Journal of Management Inquiry
- Discipline: Management
- Language: English
- Edited by: Richard W. Stackman, Pablo Martin de Holan

Publication details
- History: 1992-present
- Publisher: SAGE Publications
- Frequency: Quarterly
- Impact factor: 3.1 (2022)

Standard abbreviations
- ISO 4: J. Manag. Inq.

Indexing
- ISSN: 1056-4926 (print) 1552-6542 (web)
- LCCN: 92644038
- OCLC no.: 23725363

Links
- Journal homepage; Online access; Online archive;

= Journal of Management Inquiry =

The Journal of Management Inquiry is a quarterly peer-reviewed academic journal that publishes papers in the field of management with an emphasis on qualitative research, inductive reasoning and "non-traditional" research, and thought-provoking articles meant to generate academic conversations in their field. The journal's editors-in-chief are Richard W. Stackman (University of San Francisco) and Pablo Martin De Holan (HEC Paris). It was established in 1992 and is currently published by SAGE Publications. It is the official journal of the Western Academy of Management, an independent affiliate of the Academy of Management.

==Sections==
The journal has five regular sections:

"Generative Curiosity", which introduces ideas with the aim to encourage further scholarly interest, conversation, and collaboration;

"Non-traditional Research" which publishes alternative theoretical frameworks and views, methods, and data sources;

"Dialogues" which publishes academic conversations on current topics on Organization and Management Theory;

"Provocations & Provocateurs", offering insights through the use of alternative modes of expression whose common theme is to be outside the generally accepted boundaries of the field; and

"Six Degrees" is a section that explores the collaborations that have produced seminal contributions to management in a podcast format.
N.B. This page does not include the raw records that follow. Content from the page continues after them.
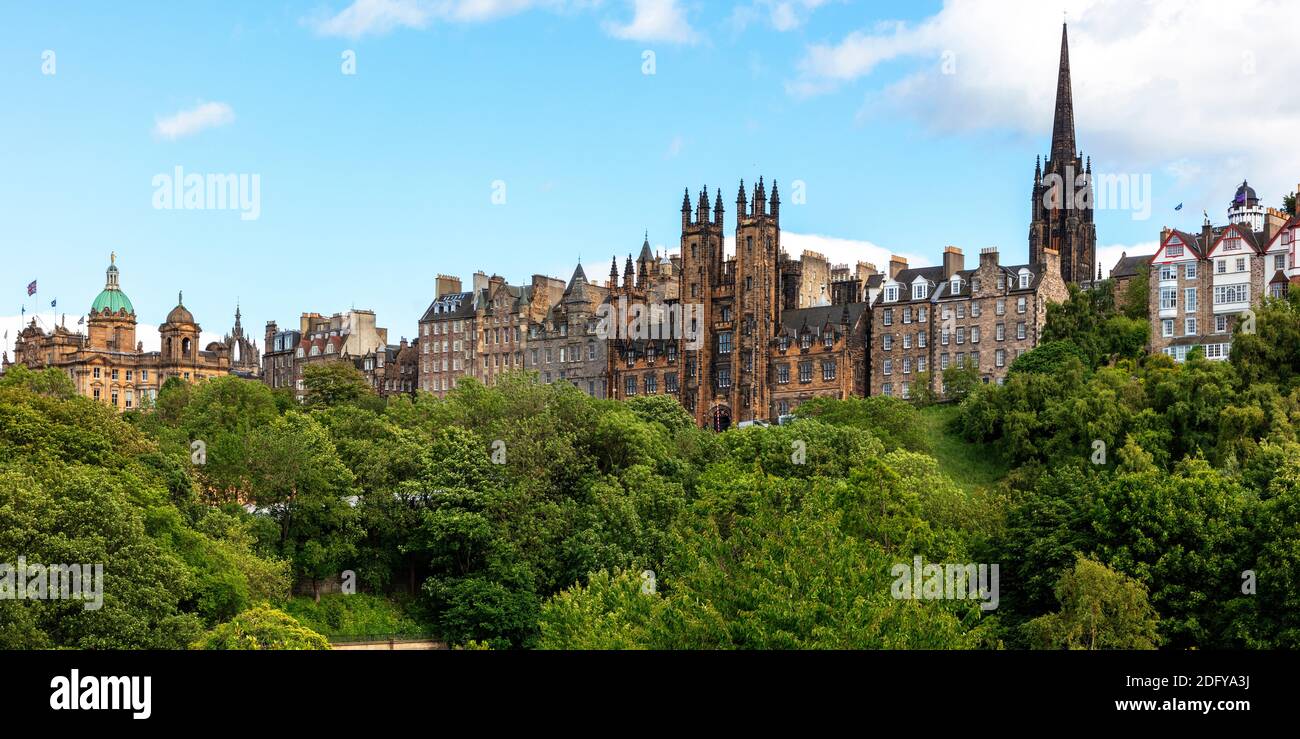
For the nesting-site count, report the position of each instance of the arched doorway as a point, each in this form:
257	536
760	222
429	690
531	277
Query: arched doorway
720	418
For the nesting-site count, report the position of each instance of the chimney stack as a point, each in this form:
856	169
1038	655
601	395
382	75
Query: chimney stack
1052	262
953	262
896	266
446	285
==Abstracting and indexing==
The journal is abstracted and indexed in Current Contents/Social & Behavioral Sciences, EBSCO databases, Scopus, and the Social Sciences Citation Index. According to the Journal Citation Reports, its 2022 impact factor is 3.1, and it is ranked 162nd out of 227 management journals. It is listed as an A journal in the Australian Business Deans Council ABDC journal quality list.